She dropped her chin to her chest and sighed loudly. The pause afterward was like the eye of the storm and Chuck was so thankful for the respite he couldn't bring himself to break it.

"What happened to us, little brother? We used to talk all the time and now it feels like I'm the person you trust the least."

Chuck dipped his head and closed his eyes. When he opened them again he spoke from his heart. "Ellie, I know I should have come and told you everything right after Dad died. But I just couldn't do it. You'd been hit with so much, so fast… I couldn't bring myself to hit you with even more. I figured if I gave you some time, time to get a handle on things, time to grieve Dad…" Chuck dropped his gaze. "I thought there'd be time to tell you the other stuff later."

"You don't get to make that decision on your own, Chuck," Ellie said. "He was our father, not just yours. I had to sit through his service knowing almost nothing about why he was killed right in front of us, Chuck. I still don't know. You should have been there for me, whatever it took."

Chuck sagged. "I know, you're right. I should have. It's just, you were so angry after the funeral—" Ellie's eyes lit with fire and Chuck sped up his delivery, "—and you had every right to be after so much had been kept from you. But I thought that anything I told you then would have just made things worse. Gotten you even angrier."

"You should have at least called."

"Honestly, El, I thought I was doing the right thing," Chuck replied. "But I guess I'm just an idiot. And I was wrong. I'm sorry. I'm so sorry." Chuck put his elbows on his knees and clasped his fingers behind his head, wondering if he'd finally screwed up so badly it was essentially unfixable.

Time passed as Ellie simmered.

"You're not an idiot," she said, finally. Chuck looked up with a hope for redemption that was quickly squelched. "But you were wrong." She reached out to take another sip from her wine glass, and folded her legs underneath her on the couch.

They sat together without talking, Ellie sipping her wine and Chuck fidgeting under the weight of her appraising stares. He wanted to say something, anything, to break the extended silence between them, but the feeling of repentance held him back.

After a particularly lengthy stare she finally spoke. "Do you remember the Father's Days after Dad left?"

"Uh, yeah, I think so."

"I wouldn't let anything take me away from the house and…"

"…you jumped at every sound," Chuck finished. "You thought Dad might pick that particular Father's Day to come back to us and you were afraid you'd miss him. Yeah, I remember, why?"

Ellie averted her eyes. "Chuck, I…" She bit her lip. "I know it's crazy, but I'm still getting that same feeling. Like, he's still out there, somewhere, and one day he's going to just walk in the door…"

Chuck shook his head. "No, Ellie…"

"…like nothing's wrong and start apologizing for letting us believe he was dead and…"

"No." he said, firmly enough that Ellie stopped mid-sentence.

Chuck's brow knotted as he saw the small sliver of hope in Ellie's eyes. It wasn't fair that he had to do this to her now. Not after she'd already suffered so much. But he couldn't bear the thought of her holding on to a vain hope every Father's Day to come.

"Ellie… you were there. I was there. He's gone. He's not coming back."

She leaned forward, eyes narrowed. "We don't know that for certain, Chuck. The CIA didn't—"

"I held him in my arms, Ellie. I felt him go."

Staring into her eyes, Chuck saw the exact moment Ellie accepted the truth.

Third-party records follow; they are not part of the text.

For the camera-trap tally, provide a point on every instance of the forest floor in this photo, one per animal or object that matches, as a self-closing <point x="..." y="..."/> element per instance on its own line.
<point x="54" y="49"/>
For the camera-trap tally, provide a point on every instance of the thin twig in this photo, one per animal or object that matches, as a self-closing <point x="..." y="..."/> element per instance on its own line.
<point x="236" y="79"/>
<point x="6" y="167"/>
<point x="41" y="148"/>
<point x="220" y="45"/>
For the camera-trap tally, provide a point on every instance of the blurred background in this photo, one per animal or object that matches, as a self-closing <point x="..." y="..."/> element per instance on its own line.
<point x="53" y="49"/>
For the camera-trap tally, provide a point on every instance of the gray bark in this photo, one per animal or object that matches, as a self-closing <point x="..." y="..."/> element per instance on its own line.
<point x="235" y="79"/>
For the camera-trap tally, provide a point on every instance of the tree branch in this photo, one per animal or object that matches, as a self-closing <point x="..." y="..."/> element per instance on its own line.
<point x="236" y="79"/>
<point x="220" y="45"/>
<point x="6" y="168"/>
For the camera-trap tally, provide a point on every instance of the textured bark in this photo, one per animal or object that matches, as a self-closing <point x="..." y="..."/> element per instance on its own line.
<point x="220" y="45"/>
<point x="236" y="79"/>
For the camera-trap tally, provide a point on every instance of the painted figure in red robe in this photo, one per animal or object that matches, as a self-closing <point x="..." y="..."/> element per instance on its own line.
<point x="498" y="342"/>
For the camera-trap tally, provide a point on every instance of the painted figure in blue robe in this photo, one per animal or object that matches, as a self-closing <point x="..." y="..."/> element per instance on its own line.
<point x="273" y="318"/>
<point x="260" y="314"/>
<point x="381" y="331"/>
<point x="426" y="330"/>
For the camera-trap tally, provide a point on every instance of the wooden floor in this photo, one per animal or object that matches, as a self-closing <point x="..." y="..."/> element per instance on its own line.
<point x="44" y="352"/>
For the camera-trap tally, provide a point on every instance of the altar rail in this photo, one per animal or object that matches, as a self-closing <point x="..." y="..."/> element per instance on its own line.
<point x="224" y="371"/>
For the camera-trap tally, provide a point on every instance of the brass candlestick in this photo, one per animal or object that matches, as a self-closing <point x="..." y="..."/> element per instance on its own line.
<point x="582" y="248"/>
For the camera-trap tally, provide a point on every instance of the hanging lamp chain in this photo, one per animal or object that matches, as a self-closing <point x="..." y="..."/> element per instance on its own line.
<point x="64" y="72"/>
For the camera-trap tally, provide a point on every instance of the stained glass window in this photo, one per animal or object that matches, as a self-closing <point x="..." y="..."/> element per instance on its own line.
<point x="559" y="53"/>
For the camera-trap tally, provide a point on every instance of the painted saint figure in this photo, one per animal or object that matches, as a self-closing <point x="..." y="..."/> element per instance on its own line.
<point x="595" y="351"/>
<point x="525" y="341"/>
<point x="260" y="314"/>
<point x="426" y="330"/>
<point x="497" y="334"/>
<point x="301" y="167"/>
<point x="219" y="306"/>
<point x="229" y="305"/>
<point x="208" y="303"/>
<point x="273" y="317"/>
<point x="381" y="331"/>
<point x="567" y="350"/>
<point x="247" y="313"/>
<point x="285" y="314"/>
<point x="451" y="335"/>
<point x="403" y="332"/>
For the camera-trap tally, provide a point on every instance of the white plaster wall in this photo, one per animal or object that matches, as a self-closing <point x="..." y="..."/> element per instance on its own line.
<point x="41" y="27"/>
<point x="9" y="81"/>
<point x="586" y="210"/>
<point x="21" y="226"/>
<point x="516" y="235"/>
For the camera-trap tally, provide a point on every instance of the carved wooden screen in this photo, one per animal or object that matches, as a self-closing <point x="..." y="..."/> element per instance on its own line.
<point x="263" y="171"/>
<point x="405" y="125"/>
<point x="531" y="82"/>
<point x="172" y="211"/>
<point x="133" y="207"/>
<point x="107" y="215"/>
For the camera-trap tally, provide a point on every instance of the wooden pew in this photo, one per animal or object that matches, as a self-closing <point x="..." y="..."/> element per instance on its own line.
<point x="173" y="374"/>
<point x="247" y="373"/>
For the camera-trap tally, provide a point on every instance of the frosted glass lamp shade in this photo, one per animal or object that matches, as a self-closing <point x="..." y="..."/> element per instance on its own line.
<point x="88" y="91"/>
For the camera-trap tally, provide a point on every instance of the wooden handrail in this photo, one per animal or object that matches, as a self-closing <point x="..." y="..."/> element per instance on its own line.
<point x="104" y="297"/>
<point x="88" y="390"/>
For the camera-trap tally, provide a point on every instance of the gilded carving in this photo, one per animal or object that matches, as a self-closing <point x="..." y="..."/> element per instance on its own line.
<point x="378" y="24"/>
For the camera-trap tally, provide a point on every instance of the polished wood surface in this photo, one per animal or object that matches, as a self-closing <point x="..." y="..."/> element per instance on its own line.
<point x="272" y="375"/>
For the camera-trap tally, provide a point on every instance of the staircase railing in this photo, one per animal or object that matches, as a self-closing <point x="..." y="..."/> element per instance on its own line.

Her face fell, and he moved closer to touch her shoulder. At his contact, she dropped her head to his chest and sobbed.

* * *

"So what have you been doing for the last two weeks, anyway?" Ellie asked, still shoulder to shoulder with Chuck on the couch.

Chuck hesitated, his eyebrows rising and his mouth open in a look she immediately recognized. Pushing away, she turned a furious glare on him.

"You haven't gone back to the spy business again, have you? Chuck, you promised!"

"El…" he raised his right hand in a pledge, "I swear to you I have not, nor do I plan to, rejoin the CIA as a spy." The earnest expression he tacked on at the end seemed to sell it. Internally, he breathed a huge sigh of relief. If she had homed in on his potential non-CIA spy activities he probably couldn't have been as convincing.

"So, what then?"

"Oh, you know," Chuck prattled, "I hung around with Morgan some, when he wasn't with Alex—uh, don't mention that—it's supposed to be a secret." Ellie did a double-take on the word 'secret' and he winced. "Sorry, sorry. And, of course, I spent time with Sarah, and… Oh yeah. I've been spending some days at the old house clearing up Dad's stuff."

Ellie balked. "The old house? Didn't Dad sell that years ago?"

"Uh, no, no. It's still there and it's actually not in all that bad a shape considering that, you know, it's been empty for like seven years and the floor needs a good polishing and the rugs need to be replaced, maybe some new counter tops and appliances too, but it would be, all-in-all, pretty much…"

"Chuck, you're babbling," Ellie interjected. "Are you talking about upping the resale value with a few improvements?" Chuck met her stare guiltily and Ellie's eyes grew large. "Oh my God…"

"Actually, Sarah and I are thinking of moving in there… together," he blurted out.

Ellie stared at him for several seconds before standing up and taking a few steps away. "I'm sorry, Chuck," she said, "really I am. But I just don't know how to react to that right now."

"Well, I was hoping you'd be happy for us and wish us well. Weren't you the one that was so excited when Sarah and I babysat that house in the valley last year?" Ellie took a few more steps away and Chuck stood to follow her.

"That was before."

"Before? Before what? What are you saying, sis?"

Ellie spun to face him. "I'm saying she's not who I thought she was. She's…"

"El, it's Sarah," Chuck stressed. "You know her."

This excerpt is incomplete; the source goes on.